Having a well-constructed system will enable the university administration to handle government relations, financial administration, human resources and fundraising better, he said.
Schulz said while COVID-19 certainly challenged the university, technology used during the pandemic helped solve some of the communication issues between campuses at the faculty member and departmental level. Administrators are currently trying to figure out how to carry some of the technology utilized during the pandemic into the future.
“How do we make sure that we take some of the good positives that have come out of the pandemic, and make that part of our normal operational style? What things we need to change and go back to the way we did things before,” he said.
There is a team of faculty members, staff, students and administrators putting together a revised budget proposal for how WSU budgets as a system. Schulz said he expects a preliminary version of the proposal will be released in May.

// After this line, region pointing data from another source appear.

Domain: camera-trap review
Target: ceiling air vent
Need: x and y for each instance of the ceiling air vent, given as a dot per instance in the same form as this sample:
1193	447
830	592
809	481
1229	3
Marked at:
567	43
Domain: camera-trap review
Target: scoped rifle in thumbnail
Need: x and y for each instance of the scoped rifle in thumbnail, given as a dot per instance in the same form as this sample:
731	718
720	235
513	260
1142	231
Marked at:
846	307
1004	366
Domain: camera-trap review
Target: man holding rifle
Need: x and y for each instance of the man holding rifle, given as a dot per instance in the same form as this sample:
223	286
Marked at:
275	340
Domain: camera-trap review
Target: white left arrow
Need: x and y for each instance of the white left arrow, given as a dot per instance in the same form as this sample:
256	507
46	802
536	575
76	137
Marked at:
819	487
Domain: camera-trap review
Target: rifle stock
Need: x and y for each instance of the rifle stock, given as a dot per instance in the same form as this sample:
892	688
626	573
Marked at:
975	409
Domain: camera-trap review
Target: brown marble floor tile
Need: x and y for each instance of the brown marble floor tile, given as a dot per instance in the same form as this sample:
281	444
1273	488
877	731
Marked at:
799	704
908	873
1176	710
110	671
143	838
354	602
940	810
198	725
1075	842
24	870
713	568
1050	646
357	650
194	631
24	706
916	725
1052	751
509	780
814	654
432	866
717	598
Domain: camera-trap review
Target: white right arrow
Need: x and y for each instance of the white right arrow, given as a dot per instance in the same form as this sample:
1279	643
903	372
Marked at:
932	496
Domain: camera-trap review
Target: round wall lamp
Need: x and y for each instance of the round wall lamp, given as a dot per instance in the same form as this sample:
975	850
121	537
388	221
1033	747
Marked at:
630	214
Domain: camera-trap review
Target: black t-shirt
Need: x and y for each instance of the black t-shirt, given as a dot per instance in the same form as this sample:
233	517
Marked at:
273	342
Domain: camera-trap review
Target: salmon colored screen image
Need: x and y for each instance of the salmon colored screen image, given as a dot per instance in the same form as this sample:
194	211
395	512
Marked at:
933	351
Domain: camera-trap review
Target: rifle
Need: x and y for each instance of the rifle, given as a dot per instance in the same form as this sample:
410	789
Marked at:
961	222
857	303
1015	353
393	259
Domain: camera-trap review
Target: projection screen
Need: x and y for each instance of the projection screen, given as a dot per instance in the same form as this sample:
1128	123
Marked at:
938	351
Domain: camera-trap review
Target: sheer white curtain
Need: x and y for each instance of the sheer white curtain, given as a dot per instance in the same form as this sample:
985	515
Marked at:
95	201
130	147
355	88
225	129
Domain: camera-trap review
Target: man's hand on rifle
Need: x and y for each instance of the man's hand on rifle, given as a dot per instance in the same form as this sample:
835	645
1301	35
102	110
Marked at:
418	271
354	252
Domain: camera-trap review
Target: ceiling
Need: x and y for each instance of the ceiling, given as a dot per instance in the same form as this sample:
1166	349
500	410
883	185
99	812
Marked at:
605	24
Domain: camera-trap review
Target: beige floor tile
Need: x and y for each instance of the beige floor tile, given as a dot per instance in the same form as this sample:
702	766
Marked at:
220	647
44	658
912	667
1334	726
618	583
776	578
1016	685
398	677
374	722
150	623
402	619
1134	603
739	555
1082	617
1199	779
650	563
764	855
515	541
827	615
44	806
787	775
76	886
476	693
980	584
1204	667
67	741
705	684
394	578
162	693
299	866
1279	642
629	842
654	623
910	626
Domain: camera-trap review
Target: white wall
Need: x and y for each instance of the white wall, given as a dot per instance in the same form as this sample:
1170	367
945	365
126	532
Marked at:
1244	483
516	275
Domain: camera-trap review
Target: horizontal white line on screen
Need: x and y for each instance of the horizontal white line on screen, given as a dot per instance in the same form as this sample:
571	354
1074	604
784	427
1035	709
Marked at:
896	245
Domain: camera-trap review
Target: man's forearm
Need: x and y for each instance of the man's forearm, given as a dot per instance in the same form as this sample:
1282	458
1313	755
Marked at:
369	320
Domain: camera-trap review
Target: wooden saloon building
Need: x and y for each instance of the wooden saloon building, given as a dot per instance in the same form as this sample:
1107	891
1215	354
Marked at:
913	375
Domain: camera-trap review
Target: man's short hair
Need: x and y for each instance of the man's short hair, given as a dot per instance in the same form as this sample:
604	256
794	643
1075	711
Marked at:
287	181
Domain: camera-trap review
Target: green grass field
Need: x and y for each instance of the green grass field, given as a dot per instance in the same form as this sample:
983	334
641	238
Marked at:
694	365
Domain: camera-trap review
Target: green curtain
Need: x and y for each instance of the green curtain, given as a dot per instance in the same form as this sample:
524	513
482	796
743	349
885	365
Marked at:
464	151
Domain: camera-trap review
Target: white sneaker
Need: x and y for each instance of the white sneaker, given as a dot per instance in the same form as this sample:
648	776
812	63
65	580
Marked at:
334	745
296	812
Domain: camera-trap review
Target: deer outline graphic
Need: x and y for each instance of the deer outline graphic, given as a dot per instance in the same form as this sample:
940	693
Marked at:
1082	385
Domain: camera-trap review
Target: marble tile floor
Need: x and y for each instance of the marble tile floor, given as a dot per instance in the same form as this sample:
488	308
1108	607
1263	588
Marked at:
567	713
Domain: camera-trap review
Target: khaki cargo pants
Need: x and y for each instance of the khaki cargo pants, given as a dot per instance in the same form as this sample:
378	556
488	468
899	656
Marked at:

WSU Tri-Cities Chancellor Sandra Haynes gave the regents an update about the Tri-Cities campus. She said enrollment for the campus is a challenge.
For spring 2021, the total student headcount dropped by 78 students, which was 4.8 percent. Undergraduate enrollment is down 70 students and graduate enrollment decreased 4.5 percent, she said.
Despite the drop, freshmen applications are up 41 percent over last year in March. However, transfer student applications are down 13 percent compared to last year, Haynes said.
“Unfortunately, we expect this trend to continue for a while given the community enrollments across the state, actually across the nation, dropped during COVID,” she said.
Haynes said she believes the decline in enrollment is because people have additional responsibilities like work and family on their plate amid the pandemic.
Haynes said underrepresented students got hit the hardest during COVID-19.
“The hunch is that they needed to turn their attention otherwise to other, bigger priorities than school,” she said.